In the cell, he could also see a school blazer and a couple of books. This must have been where they’d kept the boy. He tried the handle experimentally. The door was unlocked and as it opened the dog ran out and stared up at Enver expectantly. It wagged its tail hopefully. It seemed happy to be out of the cell. The man and animal looked at each other and Enver shrugged. He guessed the dog might as well come too. One of his colleagues would look after it later. He limped on down the corridor, slowly and painfully, the dog at his heels.

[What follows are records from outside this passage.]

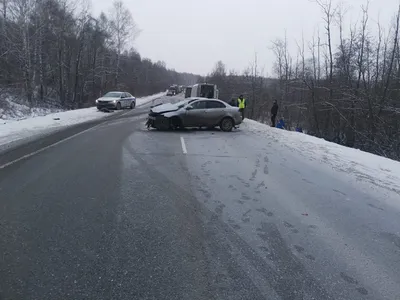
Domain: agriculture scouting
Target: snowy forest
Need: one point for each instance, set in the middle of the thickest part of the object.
(55, 53)
(347, 93)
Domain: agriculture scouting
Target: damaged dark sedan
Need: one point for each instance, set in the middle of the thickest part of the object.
(194, 112)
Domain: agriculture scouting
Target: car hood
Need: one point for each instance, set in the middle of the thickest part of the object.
(108, 98)
(164, 108)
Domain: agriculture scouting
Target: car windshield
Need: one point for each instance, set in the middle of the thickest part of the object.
(112, 95)
(182, 103)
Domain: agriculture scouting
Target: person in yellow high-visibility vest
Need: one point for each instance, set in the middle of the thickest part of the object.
(242, 105)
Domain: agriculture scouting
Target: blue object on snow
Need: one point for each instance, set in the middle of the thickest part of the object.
(281, 124)
(299, 129)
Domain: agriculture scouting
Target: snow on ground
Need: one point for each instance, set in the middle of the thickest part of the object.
(362, 167)
(14, 130)
(12, 111)
(145, 100)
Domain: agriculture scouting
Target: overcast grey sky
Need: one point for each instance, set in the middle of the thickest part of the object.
(192, 35)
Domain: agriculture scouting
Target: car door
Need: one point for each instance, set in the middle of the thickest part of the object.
(194, 117)
(215, 111)
(124, 100)
(129, 99)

He found a bedroom where he guessed the dead man upstairs had slept. Its walls were decorated with violent, pornographic images and there was a table with drugs paraphernalia and stacks of porn DVDs, bodybuilding manuals, bike magazines and some books on Nazi Germany. Some of the drugs were prescription and he looked at the bottle labels for painkillers. He found some diazepam that looked promising and swallowed three. The adjacent room was a bathroom, leading to a kind of utility room which contained computer equipment, a couple of professional-looking servers, filing cabinets, film equipment neatly labelled and stacked on racking, and a table with a bank of monitors and the CCTV camera system’s controls.
Enver knew a lot about CCTV systems and this one was simplicity itself. It was old-fashioned, it still had actual tape, and it took him only a couple of minutes to rewind and wipe it clean. There was now no visual record of whatever Hanlon had done upstairs, or the death of Conquest come to that. That’ll make the IPCC’s job a bit harder, he thought. They can rely on Hanlon’s version of events. He nodded in satisfaction and patted the dog on the head. He switched the system off and, accompanied by the spaniel, headed upstairs. Time to try and find the boy.
Hanlon followed the retreating figure of Clarissa at a brisk walk. Her arm was still agonizingly painful but the adrenaline coursing through her more than compensated. The relief at still being alive was incredible. She had never felt so euphoric. Even the shrill pain from the break in her arm reminded her she was still alive, the boy was still alive, Enver was still alive. And her enemies were dead. Conquest, dead. Robbo, dead. The judge, dying. The sight of the moon and the clouds in the night sky, the occasional glimpses of stars, the scent of the earth underfoot and the smell of the sea, the noise of it breaking on the shore in a series of whooshing audible dips and troughs was amazing. Everything was hallucinatory real. She put her head back and laughed with the pleasure of it all. Clarissa heard the laugh, carried by the wind. She was crying now and almost blinded by tears as she ran and ran, pursued by the grim figure behind her.
Hanlon saw Clarissa in the distance in front of her reach a barred fence and hesitate briefly, looking into the field and then back at Hanlon. Scylla and Charybdis, a rock and a hard place. The DI behind, the pigs in front. The moon was momentarily revealed from behind a cloud and light glinted off the rifle. Clarissa remembered the way Hanlon had looked at her. She thought of what Hanlon had done to Conquest. She saw again in her mind’s eye the body of Robbo on the floor, and the judge, dying, tied to the bed. She knew Hanlon would have no mercy. She looked over into the field at the pigs and climbed over the fence, into their field. She was more frightened of Hanlon than of the Large Whites.